JPMorgan Chase & Co CEO Jamie Dimon has led calls for companies to consider the needs of workers, communities and customers as well as those of shareholders.
But now it is clear: investors come first.
That is how activist investor John Harrington interprets a recent decision by JPMorgan’s board – chaired by Dimon – not to convert itself to a “public benefit corporation,” a Delaware legal structure gaining attention among would-be financial reformers.
JPMorgan’s board cited a legal review it commissioned stating, among other things, that when the interests of stockholders and other constituencies conflict at a corporation like JPMorgan, “the board’s fiduciary duties require it to act in a manner that furthers the interests of the stockholders.”
That would not be the case for a public benefit corporation, however. Directors at such companies must balance stockholder interests with the interests of other constituencies, according to the review sent to shareholder Harrington, who had requested it.
Harrington said the document’s details and the board’s decision show the limits of the sentiments espoused by Dimon and other top CEOs when they issued their “Statement on the Purpose of a Corporation” in 2019 calling on companies to look out for all stakeholders.
“What they said was meaningless,” Harrington said in a telephone interview.
A JPMorgan spokesman declined to comment.
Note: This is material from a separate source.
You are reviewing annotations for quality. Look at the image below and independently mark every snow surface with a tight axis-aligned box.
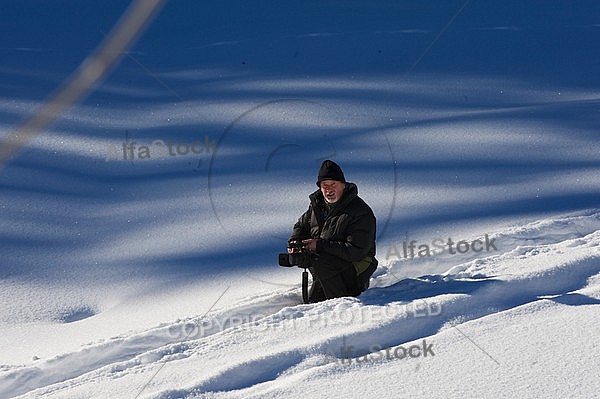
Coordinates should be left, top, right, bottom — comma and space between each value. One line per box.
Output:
0, 0, 600, 399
A representative for the law firm that wrote the report, Richards, Layton & Finger of Wilmington, Delaware, also declined to comment.
DO THE RIGHT THING
Harrington’s effort is one of several campaigns aiming to move corporate practices into line with some CEOs’ increasingly liberal rhetoric on hot-button issues like climate change and income inequality. A Reuters analysis found shareholders have often kept their leverage.
Other reformers have urged corporate boards to give their own statements of purpose. A rare example came when tobacco company Philip Morris International Inc in its proxy last year gave its commitment to “delivering a smoke-free future” with products scientifically shown to be less harmful than traditional cigarettes. The statement reiterated what the company had called its “strategic priority” in 2017.
Separately, some activists have urged companies to add workers to their boards of directors. But of ten shareholder resolutions filed in 2020 on the topic, none won more than 8% support of votes cast, according to a review by Proxy Insight.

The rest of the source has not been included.